A total of 48 variable speed signs were installed on Thursday, June 16, over a 15-mile section between Ladysmith and Fredericksburg.
For the time being, the variable speed signs will only display the maximum speed limit — either 65 mph or 70 mph — in order for drivers to become used to their presence. But on Wednesday, June 22, the variable speed limit system will be activated, allowing speed limit changes to range from 35 mph to 70 mph.
The adjustable speed limit will allow drivers to change their speed based on real-time traffic conditions. If traffic slows and approaches congestion, for example, the slowing of the speed limit is expected to reduce the risk of crashes and stop-and-go backups.
“When we studied the I-95 corridor to identify areas for operational improvements, we found recurring congestion was contributing to crashes and driver delay at this location, especially on weekends and during holidays,” said Mena Lockwood, P.E., assistant state traffic engineer for the Virginia Department of Transportation (VDOT). “By installing this variable speed limit system here, we can lower vehicle speeds before travelers reach the point of congestion. This reduces the risk of crashes and resulting injuries, and it maximizes our ability to keep traffic moving.”
How the system works
Vehicle detectors along I-95 will gather data which will be fed into an algorithm that will decide whether or not the speed limits need to be adjusted. According to VDOT, these vehicle detectors do not identify individual vehicles or gather license plate information.

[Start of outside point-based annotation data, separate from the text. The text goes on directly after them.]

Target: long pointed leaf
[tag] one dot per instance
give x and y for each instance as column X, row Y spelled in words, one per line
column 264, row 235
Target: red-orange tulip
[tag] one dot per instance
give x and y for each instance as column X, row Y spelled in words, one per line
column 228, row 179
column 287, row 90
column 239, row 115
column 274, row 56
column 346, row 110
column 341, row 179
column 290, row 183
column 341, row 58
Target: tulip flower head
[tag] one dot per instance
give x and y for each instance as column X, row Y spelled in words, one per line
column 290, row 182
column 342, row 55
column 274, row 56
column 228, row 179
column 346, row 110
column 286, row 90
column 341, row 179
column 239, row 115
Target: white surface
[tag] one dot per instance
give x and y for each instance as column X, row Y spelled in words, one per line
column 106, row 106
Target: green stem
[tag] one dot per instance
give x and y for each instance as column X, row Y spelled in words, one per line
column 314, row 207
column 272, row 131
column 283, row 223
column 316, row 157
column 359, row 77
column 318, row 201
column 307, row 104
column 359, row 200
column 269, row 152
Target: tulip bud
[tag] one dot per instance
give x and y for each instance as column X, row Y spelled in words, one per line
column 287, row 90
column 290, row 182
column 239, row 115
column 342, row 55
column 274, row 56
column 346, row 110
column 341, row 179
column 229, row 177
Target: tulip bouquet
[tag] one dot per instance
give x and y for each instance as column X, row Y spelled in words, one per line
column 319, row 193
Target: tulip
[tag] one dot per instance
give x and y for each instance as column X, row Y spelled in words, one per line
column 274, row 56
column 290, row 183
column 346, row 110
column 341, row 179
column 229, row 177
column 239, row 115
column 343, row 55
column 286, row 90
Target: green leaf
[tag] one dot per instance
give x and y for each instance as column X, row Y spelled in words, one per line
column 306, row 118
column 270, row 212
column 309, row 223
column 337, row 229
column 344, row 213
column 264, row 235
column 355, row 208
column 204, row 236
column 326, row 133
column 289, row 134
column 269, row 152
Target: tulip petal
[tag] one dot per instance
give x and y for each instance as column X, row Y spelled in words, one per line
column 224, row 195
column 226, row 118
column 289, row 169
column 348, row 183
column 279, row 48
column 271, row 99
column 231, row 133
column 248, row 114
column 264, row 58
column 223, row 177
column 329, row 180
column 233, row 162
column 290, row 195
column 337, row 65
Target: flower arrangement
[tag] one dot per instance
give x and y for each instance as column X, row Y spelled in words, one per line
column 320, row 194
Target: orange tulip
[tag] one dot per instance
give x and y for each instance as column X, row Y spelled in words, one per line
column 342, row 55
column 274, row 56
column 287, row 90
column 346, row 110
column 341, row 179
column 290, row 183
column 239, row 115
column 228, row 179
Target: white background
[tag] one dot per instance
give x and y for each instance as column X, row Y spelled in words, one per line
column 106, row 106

Flashing beacons attached to the signs will activate when speed limits are reduced. These limits will only be reduced by 10 mph at a time, and will hold that speed for at least a minute. When congestion clears, the limits will directly return to the maximum allowable speed limit.
Message boards controlled by operators in VDOT’s Traffic Operations Centers will also communicate additional information such as the reason for the speed limits being lowered. Six new 511Virginia traffic cameras will be installed in the corridor by summer 2022 as part of this project, which will assist with traffic monitoring.
There will be up to 24 hours of backup power should there be a power loss to the region. If any part of the system experiences a failure, VDOT will deploy an on-call maintenance contractor to repair it within eight hours.
VDOT already has other variable speed limit systems on Interstate 77 at Fancy Gap in Carroll County, as well as on the approaches and in the Hampton Roads Bridge-Tunnel and on the Monitor-Merrimac Memorial Bridge-Tunnel.
The $10 million project on I-95 northbound is being funded through the I-95 Corridor Improvement Program and the Innovation and Technology Transportation Fund.